A Crash Course in Wikipedia Vandalism
Reader Johnny Cat wrote in to ask about which Wikipedia entries have the highest incidences of false information in them. "I'm aware that almost everything there, from Applebee's to Zorro, has errors every day," he wrote, "but something in my gut tells me there are certain topics that just attract bad submitters."
Johnny Cat—and you—will probably be as surprised as I was scrolling down Wikipedia's List of Most Vandalized Pages, because there doesn't seem to be any method to the madness of wiki vandalism as far subject matter is concerned. Among the victims of "exceptionally high vandalism" are the entries for Jack London, baseball, Halo 2, Harry Potter, piano, home improvement and buttocks. The commonality among some of the most vandalized entries seems to be that they're recent major news events, topics that are currently, or have been, subjects of controversy, or entries that are simply popular and often read.
Back up. What is wiki vandalism in the first place?
Wikipedia defines it as any "addition, removal, or change of content made in a deliberate attempt to compromise the integrity of Wikipedia," which can come in variety of flavors, such as...
Blanking: Removing all or significant parts of a page's content without any reason, or replacing entire pages with nonsense.

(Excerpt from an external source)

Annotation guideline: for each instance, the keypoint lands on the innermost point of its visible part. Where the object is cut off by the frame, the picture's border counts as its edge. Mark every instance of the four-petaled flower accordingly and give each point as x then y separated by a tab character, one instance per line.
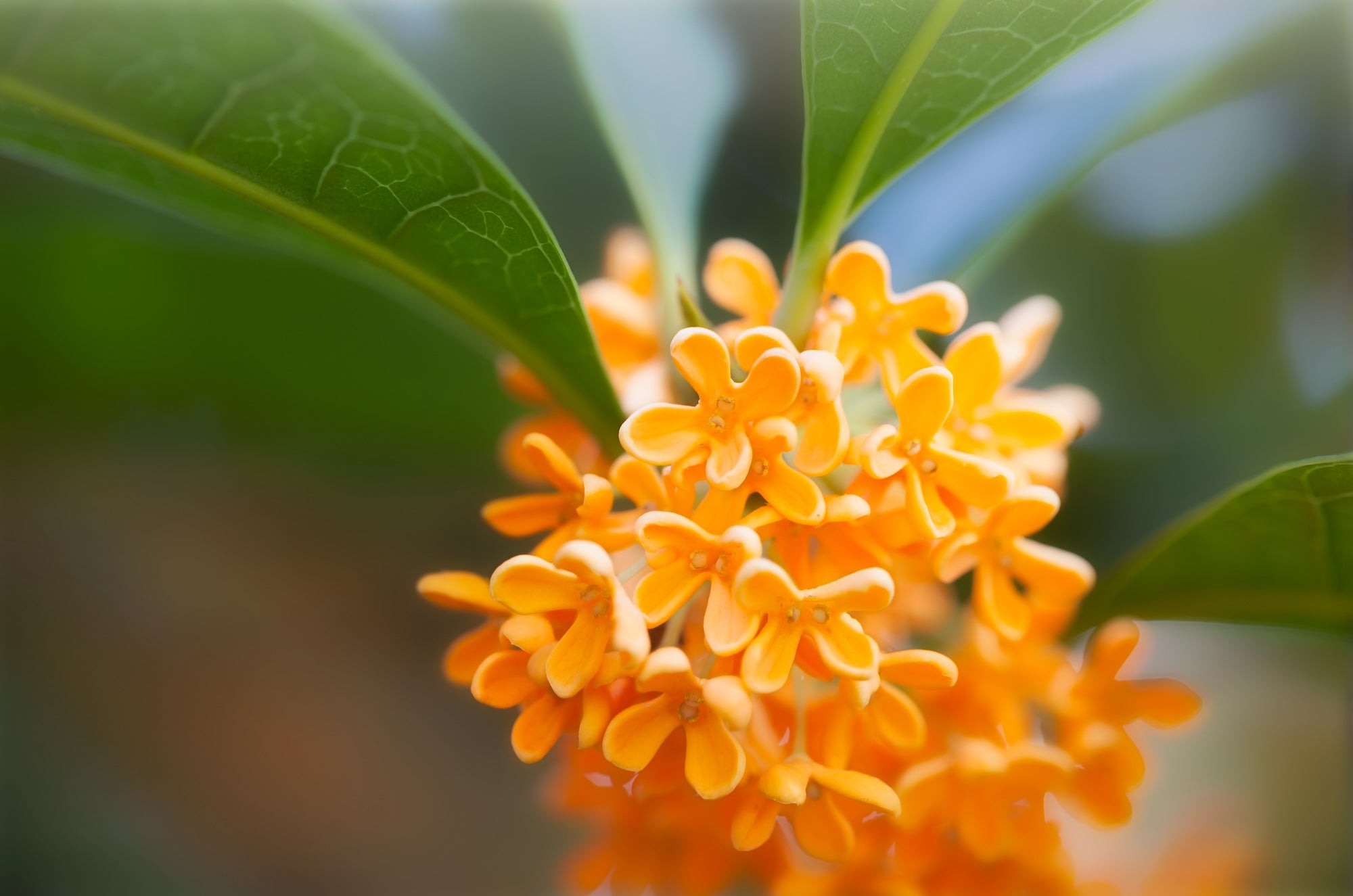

Page creation: Creating new pages with the intent of malicious behavior, like blatant advertising pages, personal attack pages and hoaxes.
Page lengthening: Adding large amounts of bad-faith content in order to make the page's load time abnormally long or even make it impossible to load without browser crashing.
Spam: Adding external links to non-notable or irrelevant sites or sites that have some relationship to the subject matter, but advertise or promote in the user's interest.
Silly vandalism: Adding profanity, graffiti, random characters or other nonsense to entries or creating nonsensical and non-encyclopedic pages.
Image vandalism: Uploading shock images, inappropriately placing explicit images on pages, or using images in other disruptive ways.
Once the damage is done, how long does it take to fix?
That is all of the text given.